Pet Shop Boys - Elysium
- By Ismail Mulla -
- Sep 17, 2012
There are certain bands that fall into the underrated category and then there are those that fall into the overrated end of the spectrum, the rest of them fall into various shades of grey in between.
But the Pet Shop Boys seem to fall bang into the middle, praises are sang of the duo, but never to the point where you’d think that they’d invented the wheel or discovered sliced bread. Their role in the formation of the synth-driven pop music landscape in the mid-80s is irrefutable. Their evolution with the help of Harold Faltermeyer on 'Behaviour' was undeniably the sign of a stayer and here we are over 26 years on and album number 11.
This longevity is down to the duo’s dry wit, and there is no shortage of that on 'Elysium'. The irony pouring from their formative outings 'Please and Actually' accidentally provided the retrospective soundtrack to Thatcherism.
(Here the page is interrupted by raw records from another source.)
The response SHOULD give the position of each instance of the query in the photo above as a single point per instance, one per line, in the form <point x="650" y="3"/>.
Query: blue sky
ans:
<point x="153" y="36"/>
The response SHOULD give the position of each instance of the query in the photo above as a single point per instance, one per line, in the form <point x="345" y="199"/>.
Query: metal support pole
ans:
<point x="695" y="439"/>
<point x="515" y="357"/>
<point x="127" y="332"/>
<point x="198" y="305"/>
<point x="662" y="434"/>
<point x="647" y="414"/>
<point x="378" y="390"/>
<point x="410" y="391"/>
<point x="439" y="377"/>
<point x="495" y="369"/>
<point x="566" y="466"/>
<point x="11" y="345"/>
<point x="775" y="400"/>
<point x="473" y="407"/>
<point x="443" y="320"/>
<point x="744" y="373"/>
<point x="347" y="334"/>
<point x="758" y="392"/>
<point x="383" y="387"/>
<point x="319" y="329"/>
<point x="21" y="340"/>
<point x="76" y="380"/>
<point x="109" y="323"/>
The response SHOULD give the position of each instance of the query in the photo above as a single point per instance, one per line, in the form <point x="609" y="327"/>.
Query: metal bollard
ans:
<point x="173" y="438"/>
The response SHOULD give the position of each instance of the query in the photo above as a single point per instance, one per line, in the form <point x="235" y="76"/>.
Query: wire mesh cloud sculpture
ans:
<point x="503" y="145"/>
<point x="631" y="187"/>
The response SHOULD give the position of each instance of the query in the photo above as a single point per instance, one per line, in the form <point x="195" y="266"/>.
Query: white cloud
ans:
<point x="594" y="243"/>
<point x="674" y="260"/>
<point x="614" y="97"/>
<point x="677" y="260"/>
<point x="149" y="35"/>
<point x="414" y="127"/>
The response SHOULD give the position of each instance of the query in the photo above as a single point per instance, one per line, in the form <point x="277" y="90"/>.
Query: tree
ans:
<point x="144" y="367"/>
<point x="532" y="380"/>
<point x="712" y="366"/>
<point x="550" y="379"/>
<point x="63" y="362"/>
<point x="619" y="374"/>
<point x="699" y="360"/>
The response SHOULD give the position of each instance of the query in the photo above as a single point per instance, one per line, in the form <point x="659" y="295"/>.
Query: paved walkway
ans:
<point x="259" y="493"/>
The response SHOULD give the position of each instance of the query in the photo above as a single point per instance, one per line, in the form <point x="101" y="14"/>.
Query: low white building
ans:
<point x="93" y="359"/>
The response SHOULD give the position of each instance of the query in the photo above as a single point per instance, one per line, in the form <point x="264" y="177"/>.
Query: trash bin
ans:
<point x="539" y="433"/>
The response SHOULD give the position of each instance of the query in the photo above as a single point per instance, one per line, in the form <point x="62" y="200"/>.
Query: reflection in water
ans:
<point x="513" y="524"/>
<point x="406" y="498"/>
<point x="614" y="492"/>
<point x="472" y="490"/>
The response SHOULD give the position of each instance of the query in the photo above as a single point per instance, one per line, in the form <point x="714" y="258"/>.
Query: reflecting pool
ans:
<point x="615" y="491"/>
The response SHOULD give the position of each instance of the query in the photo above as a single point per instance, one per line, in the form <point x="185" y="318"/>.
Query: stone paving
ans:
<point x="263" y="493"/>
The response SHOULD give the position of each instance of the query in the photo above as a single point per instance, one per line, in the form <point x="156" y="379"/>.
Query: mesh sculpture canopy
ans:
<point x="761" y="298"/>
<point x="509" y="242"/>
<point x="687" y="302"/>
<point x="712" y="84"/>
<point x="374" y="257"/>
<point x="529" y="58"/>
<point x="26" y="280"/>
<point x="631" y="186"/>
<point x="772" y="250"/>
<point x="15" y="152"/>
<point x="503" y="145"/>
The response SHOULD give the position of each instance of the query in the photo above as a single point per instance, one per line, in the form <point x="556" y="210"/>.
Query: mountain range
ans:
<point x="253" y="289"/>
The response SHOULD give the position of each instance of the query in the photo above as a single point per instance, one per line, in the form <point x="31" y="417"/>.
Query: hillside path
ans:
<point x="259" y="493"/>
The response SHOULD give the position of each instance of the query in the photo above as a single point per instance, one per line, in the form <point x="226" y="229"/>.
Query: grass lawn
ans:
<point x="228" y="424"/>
'Ego Music' sees Tennant playfully taking on the egotistical role of a self-centred musician, bringing in some of the original primitive bleeps of yesteryear. The song chides against pretentiousness of certain artists who take themselves a tad too seriously. It’s a risqué number as the mocking is unequivocal.
'Elysium' floats effortlessly in parts as Neil Tennant’s vocals gently glide alongside the veracious soundscape, such as album opener Leaving. It’s atmospheric, but not in a taxing Brian Eno way. Having said that there are places in the album where it feels like both Lowe and Tennant are just not in sync such as on 'Hold On'.
The biggest issue with 'Elysium' is that it feels like the duo are on auto-pilot. There isn’t any real punch. It’s not a case of a lack of variety, there is enough subtlety in the composition and the song writing still has the snap. But maybe the band might be well served going back into their back catalogue and listening to the synth heavy sounds of the days when Tennant had a full head of hair.
The insipid 'Winner' is less so a gold, more so a bronze medallist. The song designed to accompany montages of Olympic heroism isn’t clichéd cash in, but it does give off the odour of being so.
And there are inflections that Lowe has incorporated from previous albums, but they’re used safely in a sparing manner. They need to be bolder something acknowledged by the fact that they enlisted Andrew Dawson (who has worked with Kanye West) as a producer.
'Your Early Stuff' is a self-deprecating nod towards their own back catalogue, but frankly it would be nice to see them embrace it more. As for being bold with the choice of producer, maybe someone at Parlophone can put the duo in touch with Jamie Smith of a little known band called The xx.
The Pet Shop Boys are at a stage where a place in 'Elysium' is guaranteed, but this album won’t be one of the reasons for them being there.